MDF Temp?

Hi All,

I have been charged with making some parts (3-4 parts max) off of a simple male mold. In the past I have just cut up a bunch of 1" thick MDF and sealed and effectively used the plug as a male mold, which is ideal for this type of part, but I now only use prepreg.

Question being, has anyone used MDF patterns for prepreg? I used low temp curing resin (variable from 180-250F). I was planning on coating with the same high temp laminating resin I used for my composite molds and then sanding/polishing. Does anyone know if the MDF can handle these temps safely?

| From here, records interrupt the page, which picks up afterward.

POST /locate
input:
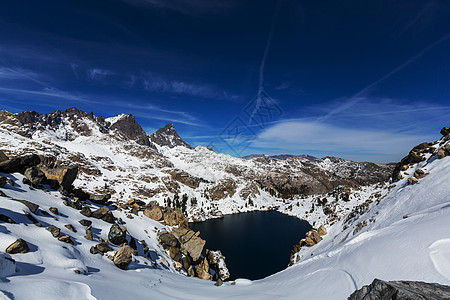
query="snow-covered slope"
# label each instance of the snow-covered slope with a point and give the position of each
(389, 230)
(406, 237)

Alternatively, can anyone reccomend another answer? Is there 1" thick tooling board? These do not need to be super-high quality molds, just get the job done.

Thanks!

We use MDF quite often, although I try to avoid it. It starts to get a little sad at 90degC, so we try to cook at 80C and then demould and give it a slow ramp (0.5deg/min) to 120C to fully cure and raise the Tg.

Thanks for the tip Brent. Anybody have an opinion if high quality hardwood plywood would fare better? I assume it would.

Depends also on glue melting temperatures within plywood for example. there have been a few occasions while ive had a bit of timber in the oven at 120 and glue has run out of its joints, so certainly worth giving it a trail run i think

I’ve used MDF fairly extensively, although as Moke said, reluctantly. A few things:

-Drying the MDF at temp before laminating it together can help with the high temp warpage, which means its prewarped and then shaped.
-Use epoxy and Micro at room temp (the slurry helps fill gaps), or adhesive film if the budget/resources allow.
-Cure under vacuum on a flat plate (again if resources allow)
-We’ve had good luck with urethane primers for creating a nice surface (or clear/teflon tape if you don’t need a nice surface)
-You’re probably going to need to envelope bag, although if you’re careful you can get a vacuum (ish) tight surface.

You should be fine for 3-4 parts if you don’t have difficult to release or fragile features. IF the features are small or you don’t have sufficient draft expect mold maintenance somewhere along the line.